Reviewed by Matthew Appleton
I like to think that I’m pretty flexible when it comes to reading fantastic literature. While I unreservedly prefer science fiction to other forms of the meta-genre, I frequently find enjoyment in horror, urban fantasy, magic realism, science fantasy and all of the other forms of literature that compose the fantastic. Yet, occasionally I encounter a story that leaves me feeling ambiguous towards it because while I appreciate intellectually what the author was attempting to do, it didn’t readily appeal to my reading sensibilities. Lucius Shepard’s Softspoken is such a book.
Shepard’s short novel weaves a Southern Gothic tale around Sanie Bullard, a 28-year-old housewife left pretty much to her own devices while her husband, Jackson, studies for the bar in the family’s decaying mansion in a backwoods region of South Carolina. While struggling with boredom and being cutoff from the urban lifestyle to which she’s accustomed and prefers, she starts hearing spirits in the house calling out to her and soon they begin actually appearing. Already coping poorly with her loneliness, a crumbling marriage, and the possibility that Jackson appears to be succumbing to the same mental instability that claimed his father and already seems to afflict his brother, Sanie starts struggling with her perceptions about Jackson, reality, and herself.

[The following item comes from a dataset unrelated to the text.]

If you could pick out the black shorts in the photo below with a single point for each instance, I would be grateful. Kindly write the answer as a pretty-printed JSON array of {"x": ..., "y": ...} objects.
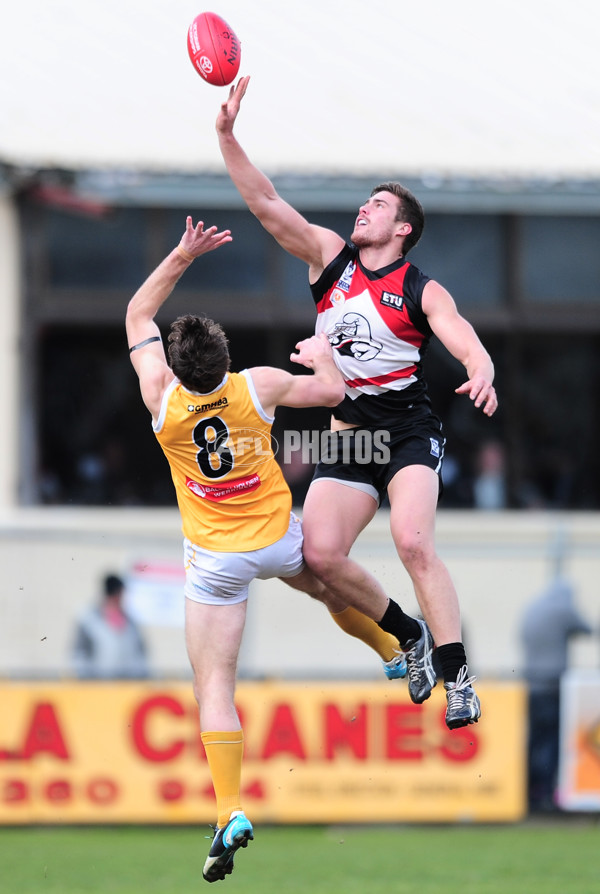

While I enjoy stories that toy with the fringes of reality the way a kitten plays with dangling strings, there’s something about the presentation of Softspoken that didn’t fully appeal to me. However, I can appreciate why others may find it enjoyable. While the novel doesn’t begin and conclude in the exact same fashion, there’s a kind of Dahlgren-esque quality to the novel in the way the narrative becomes somewhat unreliable and ultimately comes full circle. This results in an ambiguous ending which leaves you questions what exactly happened during the novel’s coda.
By the end of Softspoken, there are differing possibilities which explain what really happened. While I don’t mind questioning reality and our perceptions of it, I prefer a firmer foundation in the narrative – a grounding by which to form a comfortable opinion on the events contained within – than Shepherd provides in Softspoken. As a result, I found the uncertainty of the ending somewhat unsatisfying. However, those who like a multi-faceted ambiguity will certainly enjoy playing with the possibilities inferred/implied by the ending, and I will not begrudge them one minute of that enjoyment.